I have significantly scaled back my grandiose plans with which I began.  I am now very interested in learning how I can use technology to engage students in creating multi-modal communications about climate change using two primary technological methods.  The first is the Participatory Photo Booth that I began using in the Navajo Nation in March 2014 that facilitates participation by the subject of the communication and allows for self-representation, self-authorship, and self-editing of a communication. Here, I co-created a photo booth that allows the subject to write her statement on a dry erase board, trigger the camera herself, review the photo representation of herself via a computer screen and to make adjustments until satisfied.

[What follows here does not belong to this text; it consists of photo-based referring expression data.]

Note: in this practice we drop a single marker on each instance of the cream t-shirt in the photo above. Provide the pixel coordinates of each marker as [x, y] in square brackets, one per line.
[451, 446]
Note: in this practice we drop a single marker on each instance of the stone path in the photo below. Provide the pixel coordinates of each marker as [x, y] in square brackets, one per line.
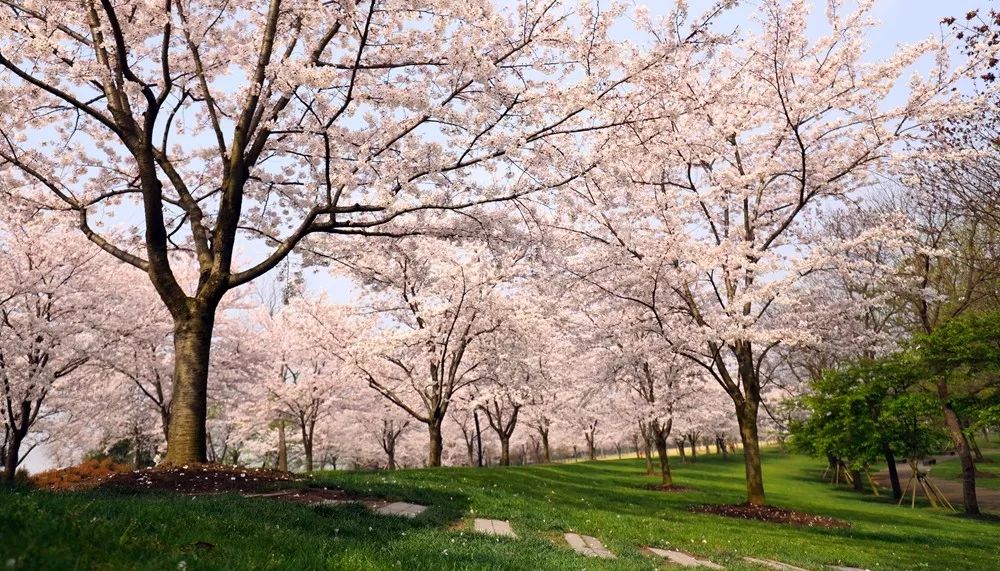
[494, 527]
[776, 565]
[589, 546]
[683, 559]
[402, 509]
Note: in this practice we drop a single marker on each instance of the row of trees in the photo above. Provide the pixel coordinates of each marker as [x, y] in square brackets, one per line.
[541, 216]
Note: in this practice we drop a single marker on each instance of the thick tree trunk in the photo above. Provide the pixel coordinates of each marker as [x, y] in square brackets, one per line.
[747, 420]
[661, 449]
[189, 402]
[962, 449]
[10, 458]
[890, 460]
[435, 443]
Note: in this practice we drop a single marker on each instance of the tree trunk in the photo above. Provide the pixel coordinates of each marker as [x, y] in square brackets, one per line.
[10, 457]
[470, 448]
[890, 460]
[545, 446]
[660, 436]
[747, 420]
[856, 482]
[648, 453]
[955, 430]
[479, 439]
[504, 451]
[307, 444]
[434, 444]
[282, 448]
[189, 401]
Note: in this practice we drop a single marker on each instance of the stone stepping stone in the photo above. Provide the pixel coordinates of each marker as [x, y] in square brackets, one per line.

Osnos's students used solar power to power a light for their shadow puppet performance about clean energy

The second is using technology to enhance the use of solar-powered shadow puppet theatre.  Here, I have already trained students in my Inside the Greenhouse how to do this form during an in-class participatory demonstration.  Select students will also get the chance to experiment further with this medium for a solar-powered shadow puppet performance of a song entitled Liberating Carbon that will be performed on April 18th at Macky Auditorium.  This will be video recorded and presented as evidence of the experimentation that was done in this course on teaching with technology.

Thanks for the support and inspiration in furthering these ideas.

What are those indicators?

  • Are women in the Navajo Nation able to use the technology of the participatory photo booth?  Does it make sense to them?  Is the process empowering?  Are the photos resulting from the use of technology pleasing to them and engaging for others?
  • Are students able to engage with the medium of solar-powered shadow puppet theatre to communicate aspects of clean energy?  Do the students engage with the use of solar-powered technology to communicate about clean energy?  Does the audience enjoy the use of the medium for the communication of aspects of clean energy?